Trwa ładowanie...
Zaloguj
Notowania
Przejdź na

Radni PiS chcą informacji o budowie stadionu w Białymstoku

0
Podziel się:

Radni klubu PiS chcą od prezydenta Białegostoku informacji, czy są
problemy z budową miejskiego stadionu, np. kłopoty finansowe lidera konsorcjum, które inwestycję
realizuje. Zdaniem prezydenta Tadeusza Truskolaskiego, budowa obiektu nie jest zagrożona.

Radni klubu PiS chcą od prezydenta Białegostoku informacji, czy są problemy z budową miejskiego stadionu, np. kłopoty finansowe lidera konsorcjum, które inwestycję realizuje. Zdaniem prezydenta Tadeusza Truskolaskiego, budowa obiektu nie jest zagrożona.

Na zwołanej w czwartek konferencji prasowej radni PiS w Radzie Miasta Białegostoku mówili, że mimo, iż chcieli temat budowy stadionu poruszyć na najbliższej sesji rady, to nie znalazł się w jej programie. Zamierzają ponowić swój wniosek w poniedziałek.

"Krążą słuchy, to informacje medialne, że są problemy z finansowaniem, że lider konsorcjum, firma OHL, ma problemy finansowe. Chcemy dowiedzieć się szczegółów. Dodatkową sprawą jest dotacja unijna" - mówił radny Sebastian Putra.

Wyjaśnił, że w przypadku dofinansowania unijnego chodzi o to, że pierwotnie budowa stadionu miała kosztować znacznie mniej niż obecnie; co oznacza, że teraz trzeba dodatkowo otrzymać potwierdzenie tego unijnego finansowania ze strony Komisji Europejskiej.

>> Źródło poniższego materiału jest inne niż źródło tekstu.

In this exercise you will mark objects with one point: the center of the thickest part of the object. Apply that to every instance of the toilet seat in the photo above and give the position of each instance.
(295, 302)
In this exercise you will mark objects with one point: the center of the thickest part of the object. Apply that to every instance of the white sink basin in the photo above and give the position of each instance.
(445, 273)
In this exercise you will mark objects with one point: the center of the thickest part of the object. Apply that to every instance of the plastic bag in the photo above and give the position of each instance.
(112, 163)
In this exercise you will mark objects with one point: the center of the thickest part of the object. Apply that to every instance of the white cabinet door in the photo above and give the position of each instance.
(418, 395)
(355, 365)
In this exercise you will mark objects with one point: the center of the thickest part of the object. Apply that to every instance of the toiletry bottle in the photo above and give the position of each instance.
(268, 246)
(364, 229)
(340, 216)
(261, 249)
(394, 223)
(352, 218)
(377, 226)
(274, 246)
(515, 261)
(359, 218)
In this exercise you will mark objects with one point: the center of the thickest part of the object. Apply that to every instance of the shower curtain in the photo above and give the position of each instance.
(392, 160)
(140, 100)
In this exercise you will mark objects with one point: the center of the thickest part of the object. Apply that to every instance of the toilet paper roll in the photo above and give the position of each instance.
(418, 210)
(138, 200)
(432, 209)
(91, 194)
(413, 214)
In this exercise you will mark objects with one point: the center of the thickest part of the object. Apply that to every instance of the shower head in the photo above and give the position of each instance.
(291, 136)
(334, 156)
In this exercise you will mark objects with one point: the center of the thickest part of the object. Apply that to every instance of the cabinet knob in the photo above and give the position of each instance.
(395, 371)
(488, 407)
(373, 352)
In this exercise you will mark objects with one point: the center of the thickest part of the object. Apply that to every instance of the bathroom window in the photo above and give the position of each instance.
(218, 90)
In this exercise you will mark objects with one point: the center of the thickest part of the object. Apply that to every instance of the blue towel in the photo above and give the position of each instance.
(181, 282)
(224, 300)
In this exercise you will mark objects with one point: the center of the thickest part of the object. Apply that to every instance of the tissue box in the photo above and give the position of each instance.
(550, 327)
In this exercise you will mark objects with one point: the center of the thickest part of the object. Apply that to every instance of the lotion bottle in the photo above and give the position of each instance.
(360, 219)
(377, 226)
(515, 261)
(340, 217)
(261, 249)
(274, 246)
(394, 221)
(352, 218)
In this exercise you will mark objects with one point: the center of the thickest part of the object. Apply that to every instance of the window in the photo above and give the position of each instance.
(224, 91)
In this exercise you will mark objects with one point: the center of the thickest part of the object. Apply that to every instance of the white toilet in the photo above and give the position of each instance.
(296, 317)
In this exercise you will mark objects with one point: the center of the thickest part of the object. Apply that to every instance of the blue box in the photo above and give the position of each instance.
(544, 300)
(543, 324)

"Nie, absolutnie nic na ten temat nie wiem. Niedawno byłem na stadionie. Trwają prace, jest program naprawczy, który w tej chwili jest realizowany" - powiedział w czwartek dziennikarzom Truskolaski, pytany czy są jakieś problemy z inwestycją.

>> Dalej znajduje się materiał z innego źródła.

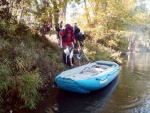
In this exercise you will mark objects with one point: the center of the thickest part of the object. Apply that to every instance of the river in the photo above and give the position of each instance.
(128, 93)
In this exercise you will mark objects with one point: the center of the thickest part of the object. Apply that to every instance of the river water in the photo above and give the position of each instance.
(128, 93)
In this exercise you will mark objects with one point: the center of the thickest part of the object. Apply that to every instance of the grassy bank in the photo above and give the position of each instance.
(29, 63)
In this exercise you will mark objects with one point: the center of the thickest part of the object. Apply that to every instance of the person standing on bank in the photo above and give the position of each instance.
(67, 37)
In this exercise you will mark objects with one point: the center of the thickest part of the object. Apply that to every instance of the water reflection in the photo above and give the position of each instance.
(130, 95)
(80, 103)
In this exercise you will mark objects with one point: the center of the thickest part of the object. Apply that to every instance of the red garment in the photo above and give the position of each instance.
(68, 41)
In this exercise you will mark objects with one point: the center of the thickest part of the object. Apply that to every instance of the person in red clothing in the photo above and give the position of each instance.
(67, 37)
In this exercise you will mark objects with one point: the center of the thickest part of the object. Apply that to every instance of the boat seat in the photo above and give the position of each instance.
(94, 70)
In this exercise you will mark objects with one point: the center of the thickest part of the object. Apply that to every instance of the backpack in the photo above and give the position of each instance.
(64, 37)
(80, 36)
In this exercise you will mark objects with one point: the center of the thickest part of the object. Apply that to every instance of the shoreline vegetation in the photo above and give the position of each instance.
(29, 63)
(30, 57)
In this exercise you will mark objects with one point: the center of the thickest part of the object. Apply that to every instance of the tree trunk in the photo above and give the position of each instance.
(87, 13)
(56, 11)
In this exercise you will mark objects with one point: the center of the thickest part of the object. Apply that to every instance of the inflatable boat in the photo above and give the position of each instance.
(89, 77)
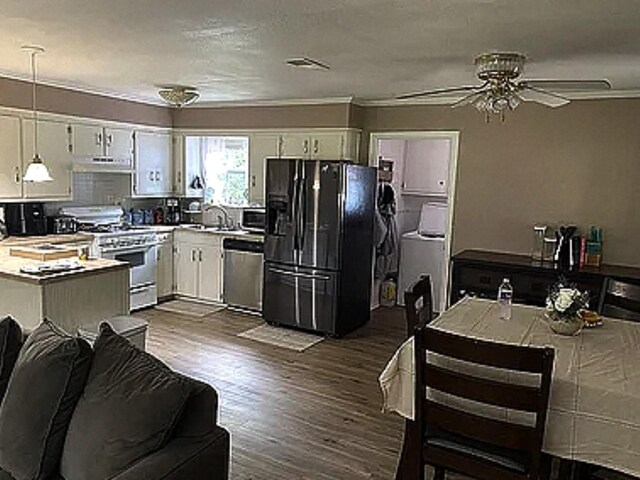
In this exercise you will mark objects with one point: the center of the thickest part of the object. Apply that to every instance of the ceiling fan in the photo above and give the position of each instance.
(502, 90)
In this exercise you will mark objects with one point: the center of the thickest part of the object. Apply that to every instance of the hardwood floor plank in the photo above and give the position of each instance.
(314, 415)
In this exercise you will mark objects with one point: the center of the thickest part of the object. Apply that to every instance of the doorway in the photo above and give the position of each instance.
(421, 170)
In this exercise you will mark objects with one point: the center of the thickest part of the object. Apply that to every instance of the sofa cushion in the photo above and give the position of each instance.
(47, 381)
(10, 345)
(129, 409)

Zaznaczył, że w sierpniu prace przebiegały szybciej niż planowano, a ich wykonanie potwierdzili inspektorzy nadzoru budowlanego. Wykonawca wystawił faktury, które miasto płaci. "Pieniądze są, na razie nie ma żadnych nowych zagrożeń związanych z budową stadionu" - mówił Truskolaski.

Prezydent podkreślił, że nie ma także zagrożenia w sprawie unijnego dofinansowania inwestycji. Przyznał, że inwestycja - ze względu na zwiększenie kosztów - przeszła do kategorii projektów dużych i wymaga notyfikacji przez KE, ale nie ma to nic wspólnego ze zwiększeniem unijnego dofinansowania.

"Dotyczy to tych samych kwestii, tych samych kwot i tego samego zakresu" - dodał.

Na początku września wykonawca zapewnił, że mimo opóźnienia związanego m.in. z koniecznością zmiany lidera konsorcjum, pod koniec lutego 2013 roku powinna być oddana do użytku połowa nowego stadionu miejskiego w Białymstoku.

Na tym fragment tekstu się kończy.